Let no man beguile you of your reward - Margin, judge against you. The word used here - καταβραβεύω katabrabeuō - occurs nowhere else in the New Testament. It is a word which was employed with reference to the distribution of prizes at the Grecian games, and means, to give the prize against anyone, to deprive of the palm. Hence, it means to deprive of a due reward: and the sense here is, that they were to be on their guard lest the “reward” - the crown of victory to which they looked forward - should be wrested from them by the arts of others. That would be done if they should be persuaded to turn back, or to falter in the race. The only way to secure the prize was to hold on in the race which they then were running; but if they yielded to the philosophy of the Greeks, and the teachings of the Jews, they would be defrauded of this reward as certainly as a racer at the games would if the crown of victory should be unjustly awarded to another. In this case, too, as real injustice would be done, though the apostle does not say it would be in the same manner. Here it would be by art; in the case of the racer it would be by a wrong decision - but in either case the crown was lost. This exhortation has the more force from this consideration. Against an unjust judge we could have no power; but we may take care that the reward be not wrested from us by fraud.

In a voluntary humility - Margin,” being a voluntary in humility.” Tyndale renders this,” Let no man make you shoot at a wrong mark, which, after his own imagination, walketh in the humbleness of angels.” The word used here (ταπεινοφροσύνη tapeinophrosunē) means “lowliness of mind, modesty, humbleness of deportment;” and the apostle refers, doubtless, to the spirit assumed by those against whom he would guard the Colossians - the spirit of modesty or of humble inquirers. The meaning is, that they would not announce their opinions with dogmatic certainty, but they would put on the appearance of great modesty. In this way, they would become really more dangerous - for no false teachers are so dangerous as those who assume the aspect of great humility, and who manifest great reverence for divine things. The word rendered “voluntary” here - θέλων thelōn - does not, properly, belong to the word rendered “humility.” It rather appertains to the subsequent part of the sentence, and means that the persons referred to were willing, or had pleasure in attempting, to search into the hidden and abstruse things of religion. They were desirous of appearing to do this with an humble spirit - even with the modesty of an angel - but still they had pleasure in that profound and dangerous kind of inquiry.

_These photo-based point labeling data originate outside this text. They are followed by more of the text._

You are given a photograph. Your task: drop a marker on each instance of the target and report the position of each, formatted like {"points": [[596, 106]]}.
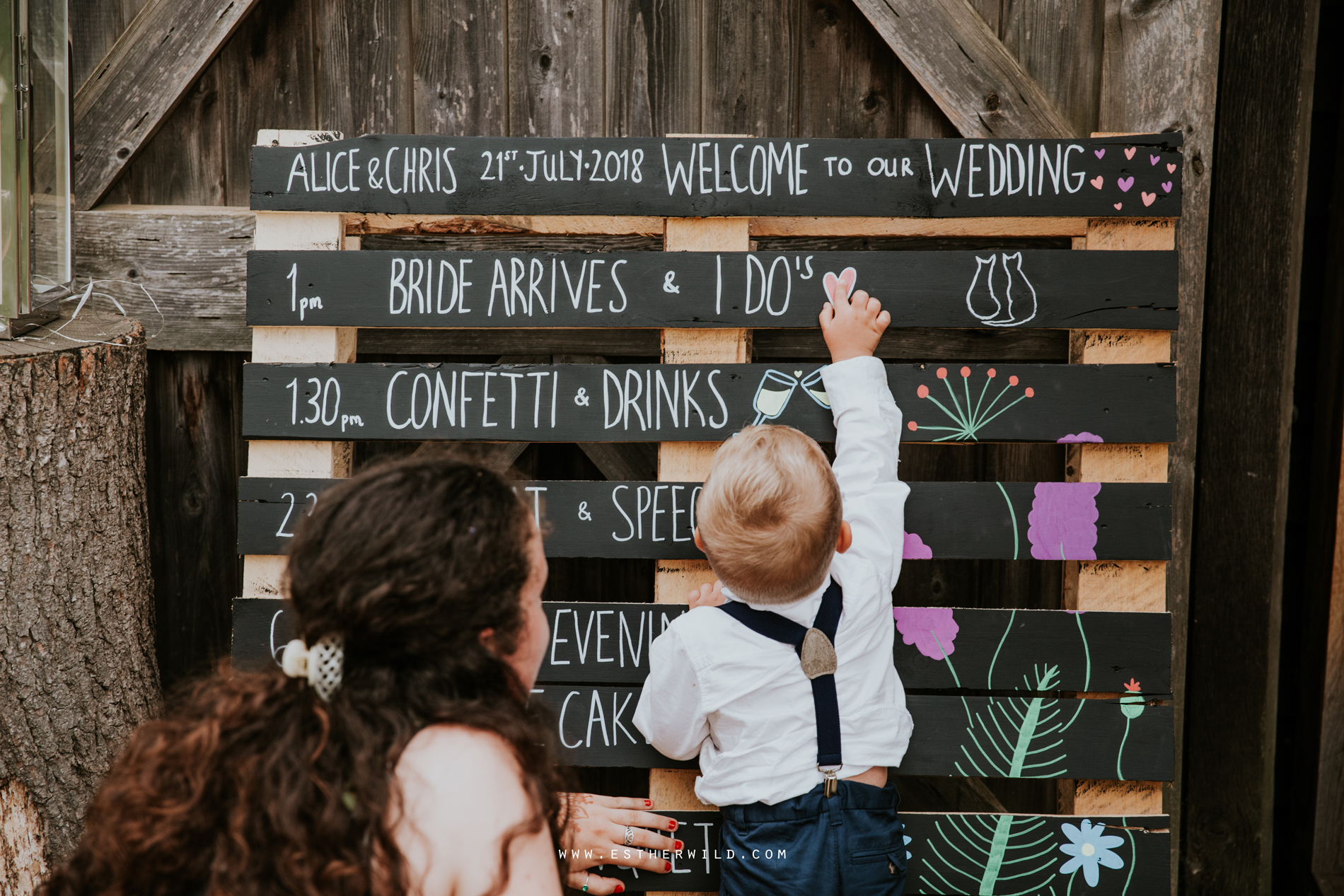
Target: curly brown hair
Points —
{"points": [[253, 785]]}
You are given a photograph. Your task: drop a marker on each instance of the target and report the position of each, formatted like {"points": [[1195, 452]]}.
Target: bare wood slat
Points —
{"points": [[963, 65], [131, 92], [1139, 47], [675, 789], [1117, 585], [192, 260]]}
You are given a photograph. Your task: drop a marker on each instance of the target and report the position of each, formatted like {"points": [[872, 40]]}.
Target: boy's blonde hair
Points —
{"points": [[769, 515]]}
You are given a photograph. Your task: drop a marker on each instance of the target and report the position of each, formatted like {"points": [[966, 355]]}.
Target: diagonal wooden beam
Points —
{"points": [[140, 81], [967, 70]]}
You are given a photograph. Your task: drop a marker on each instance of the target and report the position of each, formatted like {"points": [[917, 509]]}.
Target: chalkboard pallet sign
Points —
{"points": [[655, 520], [593, 673], [1113, 409]]}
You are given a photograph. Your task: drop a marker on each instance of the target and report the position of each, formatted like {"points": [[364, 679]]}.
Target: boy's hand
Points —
{"points": [[707, 595], [852, 325]]}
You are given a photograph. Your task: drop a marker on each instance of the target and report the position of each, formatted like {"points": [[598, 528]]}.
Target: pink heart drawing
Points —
{"points": [[845, 280]]}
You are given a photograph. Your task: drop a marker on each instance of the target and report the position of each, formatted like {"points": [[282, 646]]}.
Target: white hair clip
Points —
{"points": [[320, 665]]}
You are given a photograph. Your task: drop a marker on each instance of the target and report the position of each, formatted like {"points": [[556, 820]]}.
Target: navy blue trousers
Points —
{"points": [[809, 845]]}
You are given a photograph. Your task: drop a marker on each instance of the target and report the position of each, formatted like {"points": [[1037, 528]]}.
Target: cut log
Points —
{"points": [[77, 615]]}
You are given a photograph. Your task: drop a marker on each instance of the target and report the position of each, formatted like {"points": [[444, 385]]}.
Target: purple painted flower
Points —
{"points": [[915, 548], [1063, 521], [930, 629]]}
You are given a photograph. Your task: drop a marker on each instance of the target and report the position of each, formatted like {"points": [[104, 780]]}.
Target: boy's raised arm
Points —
{"points": [[867, 429], [670, 715]]}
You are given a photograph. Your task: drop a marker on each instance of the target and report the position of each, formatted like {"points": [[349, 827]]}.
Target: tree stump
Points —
{"points": [[77, 624]]}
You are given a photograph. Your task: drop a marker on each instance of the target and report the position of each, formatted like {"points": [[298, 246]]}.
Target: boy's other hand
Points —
{"points": [[852, 325], [707, 595]]}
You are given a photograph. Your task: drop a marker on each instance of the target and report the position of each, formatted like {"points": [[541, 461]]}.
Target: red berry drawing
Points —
{"points": [[975, 414]]}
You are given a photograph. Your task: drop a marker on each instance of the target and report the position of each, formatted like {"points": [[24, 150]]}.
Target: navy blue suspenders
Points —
{"points": [[824, 700]]}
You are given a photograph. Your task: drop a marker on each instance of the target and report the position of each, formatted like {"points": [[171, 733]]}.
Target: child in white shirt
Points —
{"points": [[745, 685]]}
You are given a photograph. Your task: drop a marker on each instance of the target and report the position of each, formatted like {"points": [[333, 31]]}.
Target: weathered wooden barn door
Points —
{"points": [[766, 67]]}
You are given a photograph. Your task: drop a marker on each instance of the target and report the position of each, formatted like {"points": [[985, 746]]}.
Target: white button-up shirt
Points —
{"points": [[738, 699]]}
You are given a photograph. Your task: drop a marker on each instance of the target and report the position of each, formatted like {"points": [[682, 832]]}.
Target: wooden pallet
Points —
{"points": [[1120, 597]]}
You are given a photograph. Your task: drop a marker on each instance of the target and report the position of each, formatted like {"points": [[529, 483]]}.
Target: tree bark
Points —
{"points": [[77, 624]]}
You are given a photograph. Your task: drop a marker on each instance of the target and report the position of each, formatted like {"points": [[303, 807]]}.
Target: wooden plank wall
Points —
{"points": [[770, 67]]}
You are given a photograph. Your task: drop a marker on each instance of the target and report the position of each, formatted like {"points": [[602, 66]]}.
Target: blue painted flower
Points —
{"points": [[1089, 849]]}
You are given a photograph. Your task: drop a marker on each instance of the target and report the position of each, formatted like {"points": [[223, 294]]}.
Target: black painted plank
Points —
{"points": [[1033, 736], [954, 854], [968, 289], [401, 173], [608, 644], [616, 403], [1004, 649], [655, 520]]}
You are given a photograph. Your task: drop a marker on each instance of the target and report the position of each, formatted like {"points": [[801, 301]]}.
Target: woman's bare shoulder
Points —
{"points": [[461, 794], [458, 764]]}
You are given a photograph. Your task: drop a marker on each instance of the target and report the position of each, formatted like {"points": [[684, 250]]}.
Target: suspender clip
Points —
{"points": [[831, 784]]}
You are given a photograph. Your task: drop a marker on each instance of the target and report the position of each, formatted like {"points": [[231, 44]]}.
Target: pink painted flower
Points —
{"points": [[930, 629], [915, 548], [1063, 521]]}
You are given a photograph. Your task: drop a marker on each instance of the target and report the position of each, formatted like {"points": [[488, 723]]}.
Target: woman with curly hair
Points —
{"points": [[394, 752]]}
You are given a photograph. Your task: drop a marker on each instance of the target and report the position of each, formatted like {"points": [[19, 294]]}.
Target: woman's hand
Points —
{"points": [[707, 595], [596, 836]]}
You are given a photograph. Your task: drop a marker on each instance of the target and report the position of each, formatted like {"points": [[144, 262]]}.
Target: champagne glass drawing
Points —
{"points": [[816, 388], [773, 395]]}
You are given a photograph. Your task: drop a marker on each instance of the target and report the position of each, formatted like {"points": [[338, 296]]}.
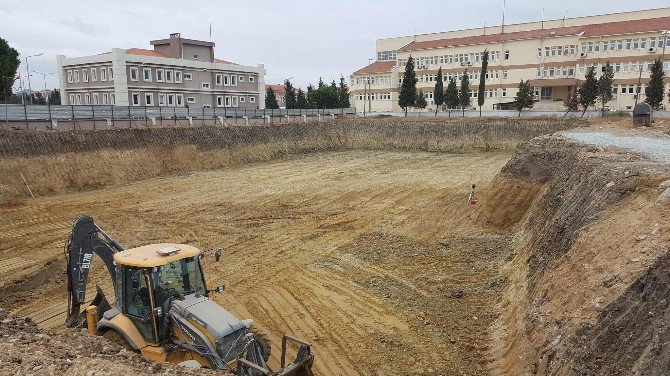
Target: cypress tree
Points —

And worshipping of angels - θρησκείᾳ τῶν ἀγγέλων thrēskeia tōn angelōn. This does not mean, as it seems to me, that they would themselves worship angels or that they would teach others to do it for there is no reason to believe this. Certainly the Jewish teachers, whom the apostle seems to have had particularly in his eye, would not do it; nor is there any evidence that any class of false teachers would deliberately teach that angels were to be worshipped The reference is rather to the profound reverence; the spirit of lowly piety which the angels evinced, and to the fact that the teachers referred to would assume the same spirit, and were, therefore, the more dangerous. They would come professing profound regard for the great mysteries of religion, and for the incomprehensible perfections of the divinity, and would approach the subject professedly with the awful veneration which the angels have when they “look into these things;” 1 Peter 1:12. There was no bold, irreverent, or confident declamation, but the danger in the case arose from the fact that they assumed so much the aspect of modest piety; so much the appearance of the lowly devotion of angelic beings. The word rendered here “worship” - θρησκεία thrēskeia - occurs in the New Testament only here, in Acts 26:5; and James 1:26, in each of which places it is rendered “religion.” It means here the religion, or the spirit of humble reverence and devotion which is evinced by the angels; and this accords well with the meaning in James 1:26.

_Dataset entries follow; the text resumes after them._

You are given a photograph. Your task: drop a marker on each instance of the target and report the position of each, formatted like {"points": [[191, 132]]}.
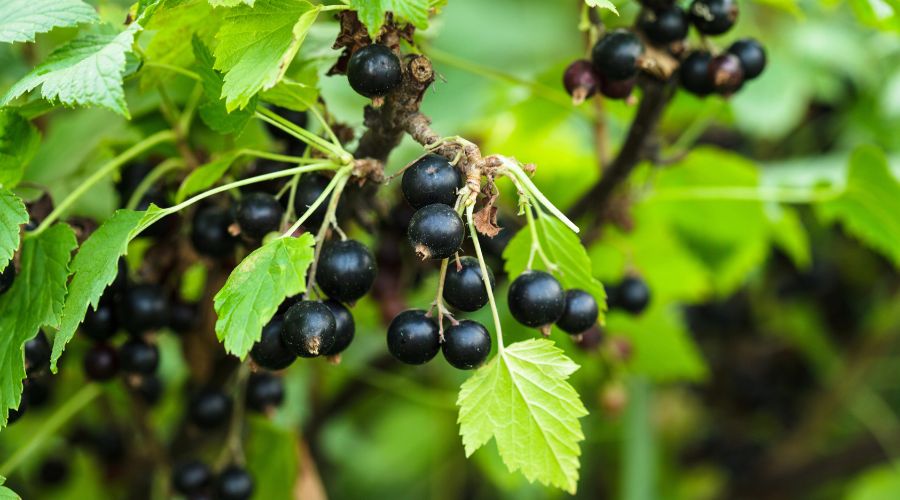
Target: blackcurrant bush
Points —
{"points": [[209, 232], [258, 214], [210, 408], [345, 327], [536, 299], [413, 337], [713, 17], [464, 287], [466, 345], [374, 71], [436, 231], [580, 313], [346, 270], [752, 56], [616, 55], [309, 329], [431, 179]]}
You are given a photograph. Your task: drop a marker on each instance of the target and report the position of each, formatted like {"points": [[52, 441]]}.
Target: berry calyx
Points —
{"points": [[431, 179], [346, 270], [466, 345], [536, 299], [464, 285], [309, 329], [580, 312], [413, 338], [258, 214], [374, 71], [436, 232]]}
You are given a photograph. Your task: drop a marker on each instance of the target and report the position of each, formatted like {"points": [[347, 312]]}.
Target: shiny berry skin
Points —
{"points": [[466, 345], [436, 232], [374, 70], [752, 56], [413, 338], [346, 270], [137, 356], [536, 299], [464, 287], [210, 408], [234, 483], [309, 329], [345, 327], [616, 55], [431, 179], [259, 214], [580, 313], [713, 17], [101, 362]]}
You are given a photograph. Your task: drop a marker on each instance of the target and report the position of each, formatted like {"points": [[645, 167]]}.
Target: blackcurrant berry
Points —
{"points": [[138, 356], [580, 313], [191, 477], [101, 362], [436, 232], [374, 71], [713, 17], [309, 329], [145, 308], [466, 345], [752, 56], [346, 270], [345, 327], [209, 232], [464, 287], [234, 483], [258, 214], [210, 408], [264, 391], [616, 55], [413, 337], [431, 179], [536, 299]]}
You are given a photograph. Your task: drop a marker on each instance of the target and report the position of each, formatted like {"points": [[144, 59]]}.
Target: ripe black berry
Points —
{"points": [[101, 362], [713, 17], [234, 483], [346, 270], [413, 337], [258, 214], [431, 179], [436, 232], [466, 345], [374, 71], [464, 287], [752, 56], [210, 408], [536, 299], [345, 327], [309, 329], [137, 356], [580, 312], [616, 55]]}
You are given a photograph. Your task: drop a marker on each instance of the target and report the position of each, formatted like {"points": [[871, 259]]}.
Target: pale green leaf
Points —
{"points": [[257, 286], [522, 399]]}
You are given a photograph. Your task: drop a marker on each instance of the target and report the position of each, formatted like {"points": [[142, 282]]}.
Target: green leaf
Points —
{"points": [[93, 269], [870, 203], [34, 300], [258, 44], [20, 20], [12, 215], [522, 400], [87, 71], [257, 286]]}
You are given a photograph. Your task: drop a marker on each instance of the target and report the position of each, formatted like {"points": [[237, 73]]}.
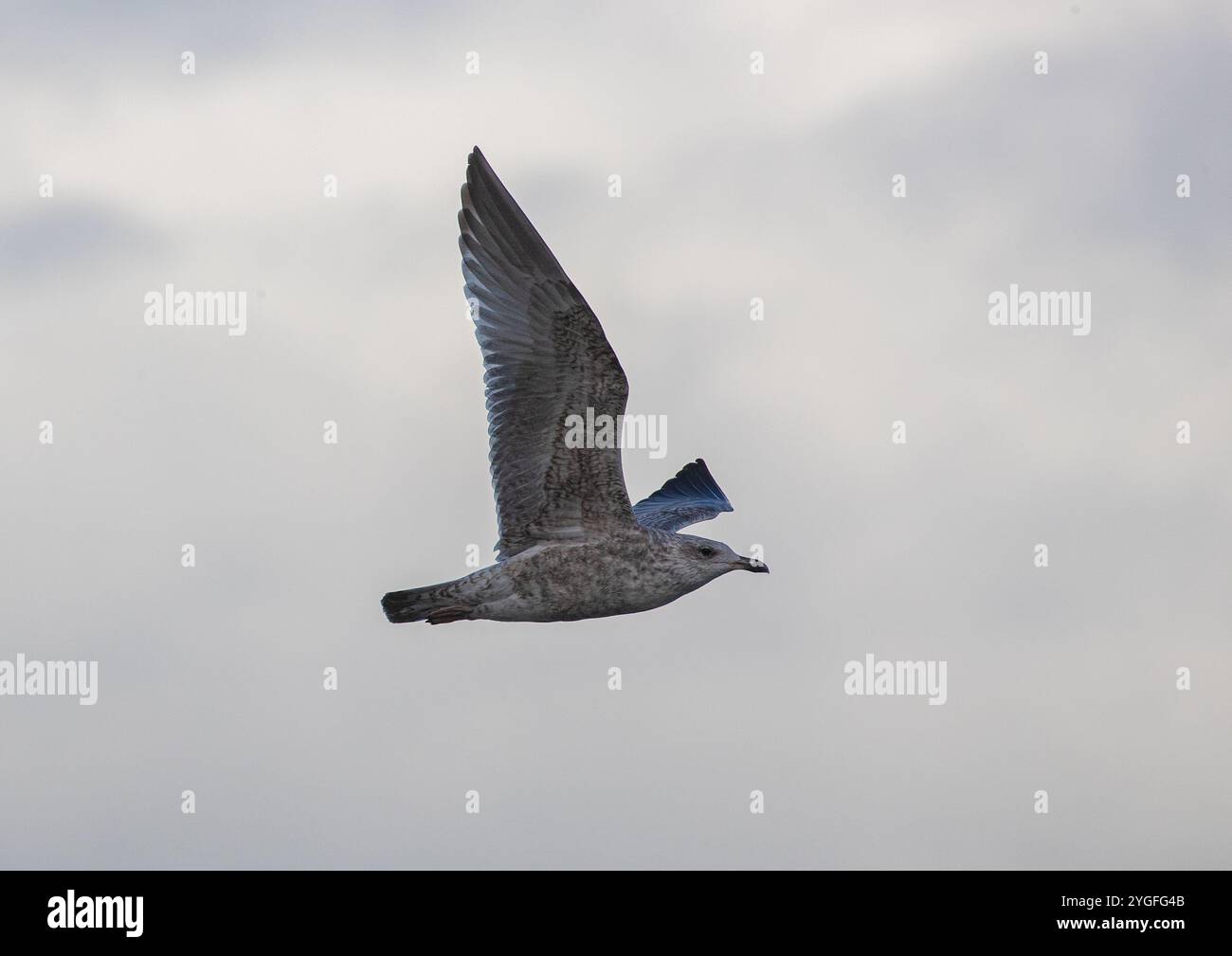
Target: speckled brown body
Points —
{"points": [[631, 570]]}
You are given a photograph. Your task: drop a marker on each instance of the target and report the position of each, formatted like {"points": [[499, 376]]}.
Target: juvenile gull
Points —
{"points": [[571, 545]]}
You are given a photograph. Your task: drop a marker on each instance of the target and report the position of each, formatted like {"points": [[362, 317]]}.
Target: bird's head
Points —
{"points": [[705, 559]]}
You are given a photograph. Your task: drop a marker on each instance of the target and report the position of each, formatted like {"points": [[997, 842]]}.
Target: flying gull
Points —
{"points": [[571, 545]]}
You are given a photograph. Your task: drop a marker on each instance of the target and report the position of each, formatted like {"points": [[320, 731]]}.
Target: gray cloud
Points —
{"points": [[734, 188]]}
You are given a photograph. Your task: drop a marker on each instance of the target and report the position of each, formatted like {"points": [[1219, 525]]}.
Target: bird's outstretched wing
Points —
{"points": [[691, 496], [546, 357]]}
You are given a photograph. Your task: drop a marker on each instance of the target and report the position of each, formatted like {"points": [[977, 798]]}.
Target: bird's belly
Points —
{"points": [[574, 584]]}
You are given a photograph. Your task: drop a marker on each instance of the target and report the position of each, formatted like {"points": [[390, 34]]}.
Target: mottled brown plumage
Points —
{"points": [[571, 545]]}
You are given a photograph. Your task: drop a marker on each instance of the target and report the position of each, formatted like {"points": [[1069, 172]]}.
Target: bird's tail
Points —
{"points": [[438, 604]]}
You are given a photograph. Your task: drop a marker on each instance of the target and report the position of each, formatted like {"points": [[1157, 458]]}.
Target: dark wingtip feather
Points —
{"points": [[694, 482]]}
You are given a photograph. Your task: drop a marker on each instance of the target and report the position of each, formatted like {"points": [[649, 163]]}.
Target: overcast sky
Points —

Intruding into those things which he hath not seen - Or inquiring into them. The word used here (ἐμβατεύων embateuōn) means to go in, or enter; then to investigate, to inquire. It has not, properly, the meaning of intruding, or of impertinent inquiry (see Passow), and I do not see that the apostle meant to characterize the inquiry here as such. He says that it was the object of their investigations to look, with great professed modesty and reverence, into those things which are not visible to the eye of mortals. The “things” which seem here to be particularly referred to, are the abstruse questions respecting the mode of the divine subsistence; the ranks, orders, and employments of angelic beings; and the obscure doctrines relating to the divine government and plans. These questions comprised most of the subjects of inquiry in the Oriental and Grecian philosophy, and inquiries on these the apostle apprehended would tend to draw away the mind from the “simplicity that is in Christ.” Of these subjects what can be known more than is revealed?

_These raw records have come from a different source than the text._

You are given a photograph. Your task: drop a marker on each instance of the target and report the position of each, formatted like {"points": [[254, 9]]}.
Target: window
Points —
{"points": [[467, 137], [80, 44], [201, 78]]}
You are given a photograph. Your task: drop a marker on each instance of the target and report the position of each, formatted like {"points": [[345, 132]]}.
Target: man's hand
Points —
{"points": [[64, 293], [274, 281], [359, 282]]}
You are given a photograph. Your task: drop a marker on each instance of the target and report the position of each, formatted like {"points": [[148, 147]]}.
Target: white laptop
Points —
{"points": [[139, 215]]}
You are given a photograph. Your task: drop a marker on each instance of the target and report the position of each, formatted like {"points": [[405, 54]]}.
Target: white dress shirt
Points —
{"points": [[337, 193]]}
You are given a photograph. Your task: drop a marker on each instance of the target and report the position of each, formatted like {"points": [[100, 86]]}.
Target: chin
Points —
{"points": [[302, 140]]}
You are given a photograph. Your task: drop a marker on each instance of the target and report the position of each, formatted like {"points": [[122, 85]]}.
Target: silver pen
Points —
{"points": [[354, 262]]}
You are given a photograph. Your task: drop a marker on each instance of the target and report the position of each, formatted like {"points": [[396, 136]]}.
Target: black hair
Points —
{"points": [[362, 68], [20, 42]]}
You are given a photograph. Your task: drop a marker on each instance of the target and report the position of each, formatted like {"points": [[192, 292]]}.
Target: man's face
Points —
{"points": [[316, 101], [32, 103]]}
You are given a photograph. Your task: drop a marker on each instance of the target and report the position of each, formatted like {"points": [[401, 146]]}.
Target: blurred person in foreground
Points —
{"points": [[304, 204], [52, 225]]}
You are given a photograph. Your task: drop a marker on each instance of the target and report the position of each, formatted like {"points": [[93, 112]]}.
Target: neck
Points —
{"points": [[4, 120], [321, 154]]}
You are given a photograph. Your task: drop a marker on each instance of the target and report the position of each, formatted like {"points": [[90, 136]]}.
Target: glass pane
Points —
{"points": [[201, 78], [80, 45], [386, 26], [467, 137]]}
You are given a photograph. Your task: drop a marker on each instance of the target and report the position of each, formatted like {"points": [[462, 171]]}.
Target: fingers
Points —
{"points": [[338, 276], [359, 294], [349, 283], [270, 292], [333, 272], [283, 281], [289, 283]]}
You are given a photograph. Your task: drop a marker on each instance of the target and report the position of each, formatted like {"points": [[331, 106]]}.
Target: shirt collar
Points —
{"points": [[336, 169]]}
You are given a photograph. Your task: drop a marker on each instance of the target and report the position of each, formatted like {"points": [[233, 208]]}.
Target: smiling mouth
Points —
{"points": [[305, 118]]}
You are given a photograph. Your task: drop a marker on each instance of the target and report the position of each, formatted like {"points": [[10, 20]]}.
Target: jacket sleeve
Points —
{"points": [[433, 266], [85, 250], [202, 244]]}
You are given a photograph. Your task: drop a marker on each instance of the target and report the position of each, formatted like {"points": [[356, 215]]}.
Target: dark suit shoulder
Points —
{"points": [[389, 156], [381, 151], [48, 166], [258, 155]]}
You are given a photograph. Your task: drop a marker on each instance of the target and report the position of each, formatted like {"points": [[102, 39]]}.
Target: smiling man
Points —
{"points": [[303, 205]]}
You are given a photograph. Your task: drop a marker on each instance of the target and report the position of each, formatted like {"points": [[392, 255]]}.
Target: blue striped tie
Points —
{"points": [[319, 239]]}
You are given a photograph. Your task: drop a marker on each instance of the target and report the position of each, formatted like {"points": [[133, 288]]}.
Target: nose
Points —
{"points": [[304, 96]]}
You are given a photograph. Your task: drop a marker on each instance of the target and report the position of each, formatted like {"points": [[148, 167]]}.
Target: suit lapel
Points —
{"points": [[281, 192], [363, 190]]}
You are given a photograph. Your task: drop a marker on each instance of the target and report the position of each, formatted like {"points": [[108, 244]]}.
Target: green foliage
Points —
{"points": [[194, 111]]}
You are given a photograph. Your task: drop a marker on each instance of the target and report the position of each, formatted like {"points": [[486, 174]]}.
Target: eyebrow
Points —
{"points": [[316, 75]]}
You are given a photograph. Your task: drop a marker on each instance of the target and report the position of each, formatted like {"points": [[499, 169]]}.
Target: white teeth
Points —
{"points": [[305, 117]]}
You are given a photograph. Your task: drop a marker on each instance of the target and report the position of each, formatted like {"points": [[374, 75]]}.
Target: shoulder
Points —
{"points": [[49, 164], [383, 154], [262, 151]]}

Vainly puffed up by his fleshly mind - Notwithstanding the avowed “humility,” the modesty, the angelic reverence, yet the mind was full of vain conceit, and self-confident, carnal wisdom. The two things are by no means incompatible - the men apparently most meek and modest being sometimes the most bold in their speculations, and the most reckless in regard to the great landmarks of truth. It is not so with true modesty, and real “angelic veneration,” but all this is sometimes assumed for the purpose of deceiving; and sometimes there is a native appearance of modesty which is by no means an index of the true feelings of the soul. The most meek and modest men in appearance are sometimes the most proud and reckless in their investigations of the doctrines of religion.